Para o teste, os pesquisadores treinam as abelhas através do condicionamento olfativo de resposta: apresentam um odor e logo em seguida tocam sua antena com água com açúcar para ver se ela estende a probóscide. Segundo o professor, depois de algumas repetições do processo, a abelha associa aquele odor com a presença de açúcar e estende a língua, mesmo na ausência do açúcar, o que quer dizer que “ela aprendeu a associar o odor com a presença de alimento; foi condicionada olfativamente.”

O treinamento, adianta João Marcelo Aguiar, é parecido com o que é realizado com um cachorro, por exemplo; só que ao invés das palavras senhas (senta, pula) para ganhar comida, os pesquisadores usam cheiros. E, para ter certeza que as abelhas conseguem aprender, em seu estudo Aguiar apresentou dois odores diferentes, o linalol e o geraniol, relacionando-os ou não com a dose de sacarose. Esses odores em específico foram escolhidos por estarem presentes em flores de plantas.

Antes do treinamento e da comprovação de que haviam aprendido a forma de obter comida, os insetos foram expostos a diferentes dosagens do imidacloprido. E a cada concentração maior do pesticida, “tanto a Melipona quanto as africanizadas perdiam a capacidade de aprendizado”, informa o professor.

Imidacloprido tem uso indiscriminado no Brasil

O desaparecimento de abelhas virou preocupação global há alguns anos e tem como potencial vilão os agrotóxicos. O imidacloprido pertence a um grupo de pesticidas chamado neonicotinoides, que, segundo João Marcelo Aguiar, são considerados muito agressivos e já estão praticamente banidos dos países europeus de clima temperado. E são agressivos “não só com as pragas que querem eliminar, mas com os insetos em geral: as abelhas e borboletas que ocorrem naturalmente na área”.

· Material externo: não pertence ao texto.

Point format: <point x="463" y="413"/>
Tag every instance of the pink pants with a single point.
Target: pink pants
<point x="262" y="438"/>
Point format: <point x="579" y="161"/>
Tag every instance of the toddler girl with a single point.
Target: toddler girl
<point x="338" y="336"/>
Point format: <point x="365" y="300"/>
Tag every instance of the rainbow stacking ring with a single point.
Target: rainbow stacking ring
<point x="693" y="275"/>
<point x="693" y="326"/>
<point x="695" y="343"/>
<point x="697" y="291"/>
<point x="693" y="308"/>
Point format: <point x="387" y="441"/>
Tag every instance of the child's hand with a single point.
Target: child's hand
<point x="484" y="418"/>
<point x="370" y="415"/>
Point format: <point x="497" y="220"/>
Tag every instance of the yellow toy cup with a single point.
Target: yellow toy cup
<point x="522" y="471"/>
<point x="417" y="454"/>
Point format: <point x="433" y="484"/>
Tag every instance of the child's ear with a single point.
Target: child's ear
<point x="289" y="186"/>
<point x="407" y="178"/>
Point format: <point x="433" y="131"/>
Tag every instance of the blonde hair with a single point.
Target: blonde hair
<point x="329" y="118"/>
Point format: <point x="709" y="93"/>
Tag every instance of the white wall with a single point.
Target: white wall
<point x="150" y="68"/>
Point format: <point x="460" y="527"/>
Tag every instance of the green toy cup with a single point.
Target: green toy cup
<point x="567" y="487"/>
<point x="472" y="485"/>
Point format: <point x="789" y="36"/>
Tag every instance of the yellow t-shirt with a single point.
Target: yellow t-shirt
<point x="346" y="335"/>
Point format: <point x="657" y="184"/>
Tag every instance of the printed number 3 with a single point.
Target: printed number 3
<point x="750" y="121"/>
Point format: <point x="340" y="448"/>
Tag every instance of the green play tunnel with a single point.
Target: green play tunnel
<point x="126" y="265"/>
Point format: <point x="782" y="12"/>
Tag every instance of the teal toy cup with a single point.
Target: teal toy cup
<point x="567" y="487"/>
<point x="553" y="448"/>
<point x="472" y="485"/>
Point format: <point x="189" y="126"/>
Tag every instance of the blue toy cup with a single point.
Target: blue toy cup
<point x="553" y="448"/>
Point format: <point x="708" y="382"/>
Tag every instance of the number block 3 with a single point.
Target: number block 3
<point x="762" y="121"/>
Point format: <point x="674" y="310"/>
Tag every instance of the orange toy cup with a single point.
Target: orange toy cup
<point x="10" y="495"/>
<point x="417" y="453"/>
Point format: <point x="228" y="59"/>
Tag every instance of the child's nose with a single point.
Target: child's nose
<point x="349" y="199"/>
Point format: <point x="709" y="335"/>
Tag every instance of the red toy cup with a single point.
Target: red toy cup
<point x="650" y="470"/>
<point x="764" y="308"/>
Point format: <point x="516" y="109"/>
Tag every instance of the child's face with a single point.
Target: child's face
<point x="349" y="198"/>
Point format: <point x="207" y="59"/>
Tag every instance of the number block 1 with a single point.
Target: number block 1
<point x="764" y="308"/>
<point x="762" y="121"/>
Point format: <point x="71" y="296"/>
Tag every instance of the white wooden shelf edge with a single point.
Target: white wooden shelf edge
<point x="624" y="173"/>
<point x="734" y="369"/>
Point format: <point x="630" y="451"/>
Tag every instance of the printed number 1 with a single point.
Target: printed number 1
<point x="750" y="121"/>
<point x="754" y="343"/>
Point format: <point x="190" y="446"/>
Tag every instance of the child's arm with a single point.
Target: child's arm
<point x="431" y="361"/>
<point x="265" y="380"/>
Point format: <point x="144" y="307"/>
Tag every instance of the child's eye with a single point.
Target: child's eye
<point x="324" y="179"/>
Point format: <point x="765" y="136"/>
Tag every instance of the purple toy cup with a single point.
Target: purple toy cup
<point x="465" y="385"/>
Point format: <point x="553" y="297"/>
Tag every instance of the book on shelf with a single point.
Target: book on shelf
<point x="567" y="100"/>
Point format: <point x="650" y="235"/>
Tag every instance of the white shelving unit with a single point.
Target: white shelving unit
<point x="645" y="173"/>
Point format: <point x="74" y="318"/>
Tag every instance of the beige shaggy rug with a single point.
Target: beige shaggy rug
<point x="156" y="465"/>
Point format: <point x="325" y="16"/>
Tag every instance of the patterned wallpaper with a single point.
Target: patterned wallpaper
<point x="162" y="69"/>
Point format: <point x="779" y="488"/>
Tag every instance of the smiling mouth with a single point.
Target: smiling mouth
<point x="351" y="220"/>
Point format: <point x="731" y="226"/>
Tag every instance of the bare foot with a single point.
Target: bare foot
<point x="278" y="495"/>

As informações sobre o agrotóxico nas abelhas nativas brasileiras são consideradas importantes, avalia o pesquisador, porque esses neonicotinoides são utilizados de forma indiscriminada nas lavouras do País. E os resultados que encontrou devem ser considerados para os cuidados com esse uso, “principalmente dos neonicotinoides, como o imidacloprido”, alerta.

O pesquisador acredita que seu estudo possa contribuir para mostrar o efeito nocivo do produto sobre as abelhas nativas do Brasil e orientar para maior controle sobre a entrada de agrotóxicos no País, exigindo testes toxicológicos para proteger sua fauna. A política mais importante a ser adotada, opina, deve ser a revisão de todos os agrotóxicos liberados para uso em solo nacional, com restrição de uso ao máximo, principalmente quando estudos científicos tenham identificado efeito tóxico na fauna nativa.

João Marcelo Aguiar reconhece a importância econômica da agricultura para o Brasil e de que esta é uma pauta difícil, mas defende a necessidade de atender também ao bem-estar ambiental e social, levando em conta um cenário global em que “esses agrotóxicos podem afetar o ecossistema onde são aplicados”.